"Send body bags" - that's the message from iwi in the north if the government pushes ahead with plans to open the Auckland border.
The collective wants the gateway to te tai tokerau to stay locked to outsiders right until Māori specficially are 90 percent double dosed in both Tāmaki Makaurau and Northland.
Aucklanders who are double vaccinated or who have had a recent negative Covid-19 test will be able to travel out of the city from 15 December.
The government says police will work with iwi to ensure people can move, but also to maintain confidence in the checks that are in place.
But a collective of iwi in the North say they will not allow te tai tokerau become collateral damage.
Haami Piripi is in Northland iwi collective Te Kahu o Taonui. As a Te Rarawa representative, he told Checkpoint the suggestion to "send body bags" to Northland if the Auckland border reopened was based on what the science was saying about the Covid-19 Delta variant.
Haami said the "principle of our objection" to reopening the Auckland border to Northland was ignored by the Ministry of Health.
They were racing to bring the Māori vaccination rate up to 90 percent double-dosed, but were being thwarted by issues like not being given data on unvaccinated Māori by the Ministry of Health.
"We've always been told to follow the science and we've really sort of religiously stuck to that. And the science has really led us to this point of feeling like our people in the north are backed into a corner by the spread of the virus.
"As the government changes its strategies and approaches, what's happened is our defences have become less and less and now, our last defense which is vaccination, is going to be negated by an opening of the borders, which is going to allow a massive influx of people into our region, which is going to have the inevitable result of bringing in the virus with it.
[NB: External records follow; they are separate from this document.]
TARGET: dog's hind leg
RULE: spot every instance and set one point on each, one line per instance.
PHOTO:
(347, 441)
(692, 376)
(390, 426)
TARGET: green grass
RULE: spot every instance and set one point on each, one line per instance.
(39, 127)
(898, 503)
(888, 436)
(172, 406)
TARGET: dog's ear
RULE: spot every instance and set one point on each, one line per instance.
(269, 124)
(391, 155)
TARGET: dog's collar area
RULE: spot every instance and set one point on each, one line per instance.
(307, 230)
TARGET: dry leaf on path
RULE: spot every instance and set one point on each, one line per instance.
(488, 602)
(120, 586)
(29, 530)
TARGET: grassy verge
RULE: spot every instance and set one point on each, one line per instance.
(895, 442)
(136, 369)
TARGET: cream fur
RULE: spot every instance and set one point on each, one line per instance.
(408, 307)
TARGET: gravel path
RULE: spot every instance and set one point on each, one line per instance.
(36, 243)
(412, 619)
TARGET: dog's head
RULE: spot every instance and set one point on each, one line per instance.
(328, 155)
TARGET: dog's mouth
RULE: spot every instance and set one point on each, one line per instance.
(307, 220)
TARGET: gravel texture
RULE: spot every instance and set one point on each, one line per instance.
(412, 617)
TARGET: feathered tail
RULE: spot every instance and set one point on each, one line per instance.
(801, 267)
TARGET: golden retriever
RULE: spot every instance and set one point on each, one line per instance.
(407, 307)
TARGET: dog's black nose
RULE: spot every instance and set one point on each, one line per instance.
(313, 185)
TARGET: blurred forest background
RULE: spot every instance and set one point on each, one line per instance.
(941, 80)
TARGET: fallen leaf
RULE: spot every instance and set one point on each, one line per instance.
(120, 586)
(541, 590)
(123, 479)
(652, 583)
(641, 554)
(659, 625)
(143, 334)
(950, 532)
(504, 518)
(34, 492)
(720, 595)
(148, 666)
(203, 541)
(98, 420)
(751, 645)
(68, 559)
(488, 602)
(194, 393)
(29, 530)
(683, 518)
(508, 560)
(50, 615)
"While we're not vaccinated, we're in extreme danger."
Iwi in the north were consulted on the Auckland border reopening and advised what was intended - but never asked for approval.
"Our advice was to hold on and wait longer if we can wait longer, but I guess that was weighed up against I don't know, national interest or something, but that really made us realise that we're not really a influential factor."
Northern iwi advised waiting until Māori in Tāmaki and te tai tokerau were 90 percent double vaccinated.
"We just going as fast as we possibly can, as we speak, to get as many as we can vaccinated, and it's not an easy task anymore. It's not just a question of giving somebody an injection.
"The people we're dealing with now, in terms of vaccinations are people who have had sort of lifelong histories of not pleasant experiences in relation to so the government interventions.
"This is a medical intervention in their lives ... it's something that requires the legitimacy of purpose to be established in the minds and lives of our people in order for them to accept it. And that's what we have to really work on.
"So it's not just a question of saying, 'here's a needle sticking in your arm'. This is a question of people understanding the legitimacy of the purpose and committing themselves to making a life decision.
"These are people who are economically and socially economically deprived ... They live in a sea of disparities. We've been colonised in the far north since 1814. So we've had massive magnitude of land loss, alienated from our economy and now we are asking people in the far flung corners of rural communities to trust us ... so there's a lot of work to do to, to convince our people of the legitimacy of vaccination."